One commentator, Jonathan Walton, a professor of religious studies at the University of California at Riverside, is quoted as saying that "[n]arratives of how “God blessed me with my first house despite my credit” were common … Sermons declaring “It’s your season of overflow” supplanted messages of economic sobriety and disinterested sacrifice. Yet as folks were testifying about “what God can do,” little attention was paid to a predatory subprime-mortgage industry, relaxed credit standards, or the dangers of using one’s home equity as an ATM."
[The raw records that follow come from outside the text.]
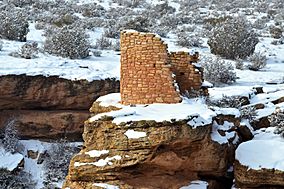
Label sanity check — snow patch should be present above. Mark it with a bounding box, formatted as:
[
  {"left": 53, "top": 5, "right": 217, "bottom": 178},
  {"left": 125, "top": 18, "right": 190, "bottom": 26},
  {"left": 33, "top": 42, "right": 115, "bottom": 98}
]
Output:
[
  {"left": 180, "top": 180, "right": 208, "bottom": 189},
  {"left": 236, "top": 140, "right": 284, "bottom": 171},
  {"left": 89, "top": 94, "right": 216, "bottom": 127},
  {"left": 85, "top": 150, "right": 109, "bottom": 157},
  {"left": 124, "top": 129, "right": 147, "bottom": 139},
  {"left": 211, "top": 121, "right": 237, "bottom": 144},
  {"left": 0, "top": 148, "right": 24, "bottom": 171},
  {"left": 74, "top": 155, "right": 122, "bottom": 167},
  {"left": 93, "top": 183, "right": 119, "bottom": 189}
]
I'm not sure what to think of the thesis. Spain and Ireland seem to have had their massive real-estate crises without religion, likewise Iceland's financial meltdown. Then again, all three countries seem to have shared a common optimism (if a secular one), a belief that age-old patterns of poverty had been broken and that everyone could now live the good life.
Thoughts?
Many explanations have been offered for the housing bubble and subsequent crash: interest rates were too low; regulation failed; rising real-estate prices induced a sort of temporary insanity in America’s middle class. But there is one explanation that speaks to a lasting and fundamental shift in American culture—a shift in the American conception of divine Providence and its relationship to wealth.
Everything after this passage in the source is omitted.